I was thinking about the great cinematographer Christopher Doyle the other day. I got to hang out with him for a couple of hours back when 2046 came out. He was dressed like a combat photographer and smoking filterless cigarettes. Long hair. Exactly as I imagined him.
I should say “big hair“ rather than “long” because it grows out and up. I learned a lot about how he and WKW shot those great movies. Tons of improvising. A lot of Terrence Malick “looking for the moment“ and finding beautiful lighting rather than constantly manufacturing it.
I had a false impression of those WKW films is being very meticulously produced and in fact they pushed in the opposite direction to the extent that they could. It wasn’t all about making things look great. It was mainly about finding beauty, which is a different thing.
One thing that I thought was very interesting was, sometimes WKW would just have an actor sit and think and he would talk to them and give them mental images and Doyle would get the close-up. By the end they had tons of subtle close-ups they could use for expressive editing.

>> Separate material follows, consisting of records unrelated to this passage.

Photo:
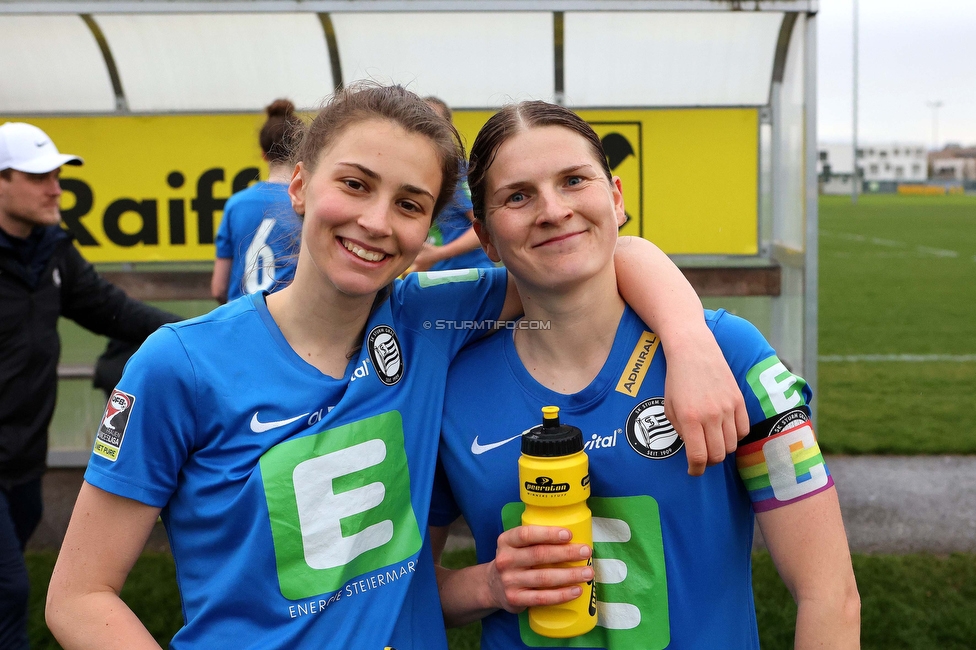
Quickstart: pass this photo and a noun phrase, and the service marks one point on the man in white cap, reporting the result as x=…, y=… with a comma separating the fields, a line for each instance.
x=42, y=277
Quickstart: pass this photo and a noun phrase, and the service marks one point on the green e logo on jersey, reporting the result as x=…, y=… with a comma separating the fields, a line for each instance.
x=777, y=389
x=632, y=586
x=340, y=505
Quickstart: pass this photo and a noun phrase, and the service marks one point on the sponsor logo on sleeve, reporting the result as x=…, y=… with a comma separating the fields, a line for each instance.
x=636, y=369
x=649, y=431
x=111, y=430
x=385, y=353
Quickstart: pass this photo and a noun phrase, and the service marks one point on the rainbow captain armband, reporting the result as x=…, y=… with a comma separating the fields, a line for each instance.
x=785, y=467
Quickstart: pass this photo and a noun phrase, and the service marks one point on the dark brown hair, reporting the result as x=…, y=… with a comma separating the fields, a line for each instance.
x=280, y=131
x=512, y=120
x=369, y=101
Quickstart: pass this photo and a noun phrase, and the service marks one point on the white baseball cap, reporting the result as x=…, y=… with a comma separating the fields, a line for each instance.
x=26, y=148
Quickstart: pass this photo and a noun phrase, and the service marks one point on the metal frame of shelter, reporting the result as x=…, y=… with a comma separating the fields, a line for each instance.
x=785, y=268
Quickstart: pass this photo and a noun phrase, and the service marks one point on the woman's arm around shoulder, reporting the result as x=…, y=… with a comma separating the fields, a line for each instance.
x=701, y=397
x=512, y=580
x=84, y=610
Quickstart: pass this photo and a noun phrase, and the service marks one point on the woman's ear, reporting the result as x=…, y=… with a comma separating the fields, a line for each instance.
x=296, y=190
x=618, y=201
x=481, y=230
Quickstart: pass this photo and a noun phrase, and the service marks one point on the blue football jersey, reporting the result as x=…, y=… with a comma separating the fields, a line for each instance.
x=296, y=503
x=260, y=233
x=672, y=552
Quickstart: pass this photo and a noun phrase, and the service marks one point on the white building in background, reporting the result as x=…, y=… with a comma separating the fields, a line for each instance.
x=834, y=165
x=878, y=163
x=901, y=163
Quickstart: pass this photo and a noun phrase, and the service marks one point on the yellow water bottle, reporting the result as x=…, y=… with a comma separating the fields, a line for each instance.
x=554, y=482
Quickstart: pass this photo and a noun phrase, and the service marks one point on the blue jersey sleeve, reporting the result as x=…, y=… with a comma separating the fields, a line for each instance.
x=147, y=431
x=451, y=308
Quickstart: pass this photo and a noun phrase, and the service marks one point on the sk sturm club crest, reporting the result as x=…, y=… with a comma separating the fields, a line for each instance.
x=384, y=352
x=649, y=431
x=111, y=431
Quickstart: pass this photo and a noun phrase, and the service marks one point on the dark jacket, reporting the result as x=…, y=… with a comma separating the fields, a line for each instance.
x=41, y=279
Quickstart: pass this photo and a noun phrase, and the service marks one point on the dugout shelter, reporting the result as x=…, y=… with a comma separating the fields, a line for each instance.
x=707, y=109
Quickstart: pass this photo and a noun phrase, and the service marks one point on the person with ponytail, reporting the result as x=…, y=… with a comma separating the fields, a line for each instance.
x=257, y=242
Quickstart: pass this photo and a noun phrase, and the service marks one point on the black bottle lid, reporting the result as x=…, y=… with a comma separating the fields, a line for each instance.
x=551, y=439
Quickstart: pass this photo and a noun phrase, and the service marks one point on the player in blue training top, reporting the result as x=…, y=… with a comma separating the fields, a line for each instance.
x=257, y=241
x=451, y=242
x=671, y=553
x=288, y=440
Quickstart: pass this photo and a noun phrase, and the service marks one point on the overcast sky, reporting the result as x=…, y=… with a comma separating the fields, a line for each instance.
x=912, y=52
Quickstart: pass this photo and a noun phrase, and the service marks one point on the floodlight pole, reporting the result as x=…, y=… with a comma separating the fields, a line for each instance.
x=855, y=177
x=935, y=106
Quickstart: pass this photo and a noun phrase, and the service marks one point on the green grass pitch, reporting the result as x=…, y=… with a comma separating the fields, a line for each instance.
x=898, y=277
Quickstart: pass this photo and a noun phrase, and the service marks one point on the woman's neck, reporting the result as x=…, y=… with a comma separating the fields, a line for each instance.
x=322, y=325
x=579, y=328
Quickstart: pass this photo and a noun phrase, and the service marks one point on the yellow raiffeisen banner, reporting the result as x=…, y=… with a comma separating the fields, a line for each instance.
x=153, y=187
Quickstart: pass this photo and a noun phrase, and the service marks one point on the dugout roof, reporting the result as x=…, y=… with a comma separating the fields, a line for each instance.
x=152, y=58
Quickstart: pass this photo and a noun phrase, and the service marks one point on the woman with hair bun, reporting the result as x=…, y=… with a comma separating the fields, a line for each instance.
x=257, y=242
x=289, y=440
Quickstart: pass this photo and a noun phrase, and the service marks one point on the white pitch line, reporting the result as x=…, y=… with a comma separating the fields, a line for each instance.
x=938, y=252
x=904, y=358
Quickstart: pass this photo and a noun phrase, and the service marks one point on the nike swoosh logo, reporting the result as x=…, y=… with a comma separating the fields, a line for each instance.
x=260, y=427
x=478, y=449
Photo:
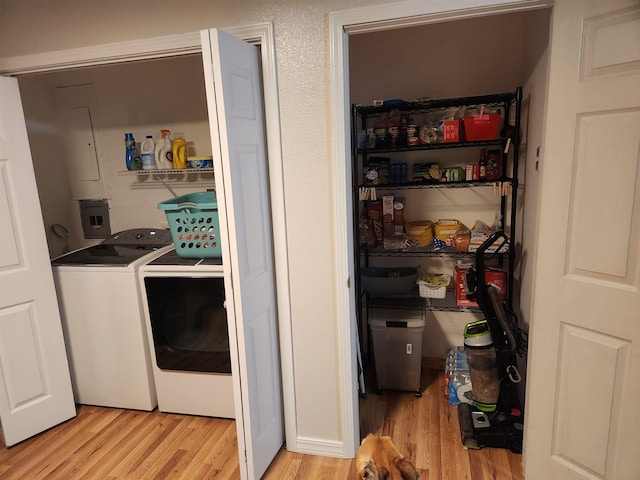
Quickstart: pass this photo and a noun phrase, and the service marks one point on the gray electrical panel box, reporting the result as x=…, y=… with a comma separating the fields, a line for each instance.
x=94, y=215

Doyle made it clear from the way he talked about WKW that he adored him and would do pretty much anything for him. If WKW was making a new movie he would always make that his first priority and cancel other stuff. He said he made modest money working for WKW but he didn’t care.
It was eye-opening because we tend to forget that guys like Doyle exist in the entertainment industry – they do what they have to do to make money but it’s really all about justifying the art they make on the side.

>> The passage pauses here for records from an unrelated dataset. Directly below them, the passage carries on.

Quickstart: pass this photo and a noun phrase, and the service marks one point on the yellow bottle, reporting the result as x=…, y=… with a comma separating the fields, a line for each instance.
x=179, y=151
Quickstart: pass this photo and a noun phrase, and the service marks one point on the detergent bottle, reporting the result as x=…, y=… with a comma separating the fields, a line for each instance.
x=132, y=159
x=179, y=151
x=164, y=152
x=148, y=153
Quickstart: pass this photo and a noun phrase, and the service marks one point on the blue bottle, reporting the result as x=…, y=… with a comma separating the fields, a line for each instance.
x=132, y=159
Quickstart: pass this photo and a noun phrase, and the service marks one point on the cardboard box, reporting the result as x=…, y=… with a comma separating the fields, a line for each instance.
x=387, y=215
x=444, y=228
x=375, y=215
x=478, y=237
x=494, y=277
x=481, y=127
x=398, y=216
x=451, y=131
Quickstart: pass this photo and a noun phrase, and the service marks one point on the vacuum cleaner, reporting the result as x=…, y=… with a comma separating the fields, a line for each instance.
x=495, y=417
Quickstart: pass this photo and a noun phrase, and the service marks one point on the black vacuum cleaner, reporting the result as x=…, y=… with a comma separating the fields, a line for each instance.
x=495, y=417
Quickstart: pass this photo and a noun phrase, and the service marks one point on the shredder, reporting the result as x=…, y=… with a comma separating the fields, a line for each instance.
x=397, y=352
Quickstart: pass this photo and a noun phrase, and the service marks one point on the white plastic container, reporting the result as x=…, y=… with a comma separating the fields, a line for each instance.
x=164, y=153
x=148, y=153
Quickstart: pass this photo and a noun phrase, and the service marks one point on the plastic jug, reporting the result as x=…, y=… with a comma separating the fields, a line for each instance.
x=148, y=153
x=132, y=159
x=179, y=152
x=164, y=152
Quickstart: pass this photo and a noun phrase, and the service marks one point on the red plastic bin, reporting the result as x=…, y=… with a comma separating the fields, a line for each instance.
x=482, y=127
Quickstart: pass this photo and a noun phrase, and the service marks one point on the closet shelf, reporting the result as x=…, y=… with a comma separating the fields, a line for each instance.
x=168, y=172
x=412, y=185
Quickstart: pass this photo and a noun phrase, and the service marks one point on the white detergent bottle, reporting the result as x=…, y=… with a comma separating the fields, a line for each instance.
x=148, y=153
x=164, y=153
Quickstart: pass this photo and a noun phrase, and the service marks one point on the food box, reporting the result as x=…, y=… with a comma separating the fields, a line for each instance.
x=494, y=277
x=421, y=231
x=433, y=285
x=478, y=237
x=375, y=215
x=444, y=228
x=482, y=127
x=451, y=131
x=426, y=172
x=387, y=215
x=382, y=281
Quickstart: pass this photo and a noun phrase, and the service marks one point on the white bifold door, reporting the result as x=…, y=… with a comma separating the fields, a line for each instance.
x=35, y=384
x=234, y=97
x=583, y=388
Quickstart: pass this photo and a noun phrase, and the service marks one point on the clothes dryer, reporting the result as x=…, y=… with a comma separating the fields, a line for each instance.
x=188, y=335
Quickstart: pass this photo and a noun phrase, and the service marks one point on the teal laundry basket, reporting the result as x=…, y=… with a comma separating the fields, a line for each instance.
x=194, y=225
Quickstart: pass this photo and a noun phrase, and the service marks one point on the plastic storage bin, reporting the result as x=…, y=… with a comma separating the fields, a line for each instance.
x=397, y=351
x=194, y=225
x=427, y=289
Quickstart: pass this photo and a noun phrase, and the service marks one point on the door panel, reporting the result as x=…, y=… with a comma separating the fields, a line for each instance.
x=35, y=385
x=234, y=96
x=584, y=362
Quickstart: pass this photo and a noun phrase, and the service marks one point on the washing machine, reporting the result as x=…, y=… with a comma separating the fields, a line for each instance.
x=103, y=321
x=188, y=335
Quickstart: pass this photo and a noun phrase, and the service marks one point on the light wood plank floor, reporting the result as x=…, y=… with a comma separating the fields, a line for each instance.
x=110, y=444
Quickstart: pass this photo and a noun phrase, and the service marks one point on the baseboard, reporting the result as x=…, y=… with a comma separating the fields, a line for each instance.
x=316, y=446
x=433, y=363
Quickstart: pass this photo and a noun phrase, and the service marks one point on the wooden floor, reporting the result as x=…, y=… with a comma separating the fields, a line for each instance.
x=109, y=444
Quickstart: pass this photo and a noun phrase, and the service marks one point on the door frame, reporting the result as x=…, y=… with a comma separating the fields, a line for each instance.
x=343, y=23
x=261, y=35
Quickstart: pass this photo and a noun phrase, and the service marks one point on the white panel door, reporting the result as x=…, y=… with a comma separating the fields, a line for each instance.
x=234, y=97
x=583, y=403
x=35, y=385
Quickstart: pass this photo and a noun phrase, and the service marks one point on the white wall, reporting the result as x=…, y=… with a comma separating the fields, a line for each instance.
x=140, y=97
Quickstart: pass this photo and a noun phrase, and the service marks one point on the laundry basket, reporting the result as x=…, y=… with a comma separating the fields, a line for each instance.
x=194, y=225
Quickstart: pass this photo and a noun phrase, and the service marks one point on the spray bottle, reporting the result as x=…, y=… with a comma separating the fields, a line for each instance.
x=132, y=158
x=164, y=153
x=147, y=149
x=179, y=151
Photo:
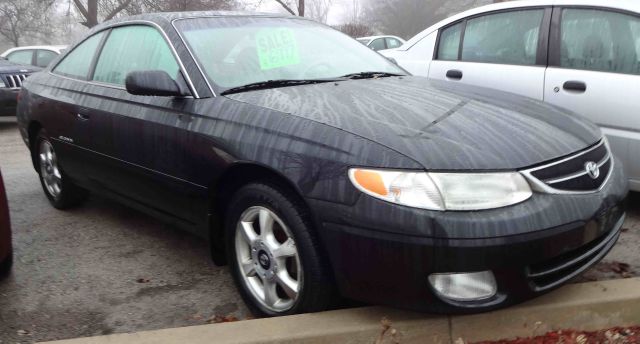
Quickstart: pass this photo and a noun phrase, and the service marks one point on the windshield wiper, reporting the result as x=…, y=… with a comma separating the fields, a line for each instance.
x=275, y=84
x=369, y=75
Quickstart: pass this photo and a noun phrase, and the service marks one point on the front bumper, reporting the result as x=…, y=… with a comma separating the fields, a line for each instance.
x=8, y=101
x=383, y=253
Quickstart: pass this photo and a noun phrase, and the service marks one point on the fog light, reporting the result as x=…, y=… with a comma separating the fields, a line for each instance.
x=470, y=286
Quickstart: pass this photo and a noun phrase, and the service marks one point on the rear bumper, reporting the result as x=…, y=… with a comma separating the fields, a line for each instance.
x=8, y=102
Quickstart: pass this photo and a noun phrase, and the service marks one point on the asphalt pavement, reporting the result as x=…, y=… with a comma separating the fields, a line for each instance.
x=103, y=268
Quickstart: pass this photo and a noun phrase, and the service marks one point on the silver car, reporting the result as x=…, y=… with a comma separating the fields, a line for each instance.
x=583, y=55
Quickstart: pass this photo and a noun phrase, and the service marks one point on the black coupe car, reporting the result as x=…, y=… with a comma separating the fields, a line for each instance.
x=317, y=167
x=12, y=75
x=6, y=249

He also talked about how WKW treated the actors as actors but also as sculptural objects and, sometimes, as dancers. Not just when they were actually dancing but in the way that he had to move through the frame and be captured by the camera.
I wish I had recorded the entire thing but it wasn’t an official interview — he was just in a bar! But I love that he’s the kind of person you could just start talking to you about his work and he would go deep immediately.
I’ve learned a lot about photography from watching the films that Chris Doyle shot, because the images are often very harmonious in how they juxtapose the people, the room, and the light.
Apologies for the typos in this thread – I’m procrastinating doing a bunch of household stuff so I’m not sweating every syllable. Anyway, Chris Doyle is a great cinematographer and a great artist and a really interesting guy. Seek out his work.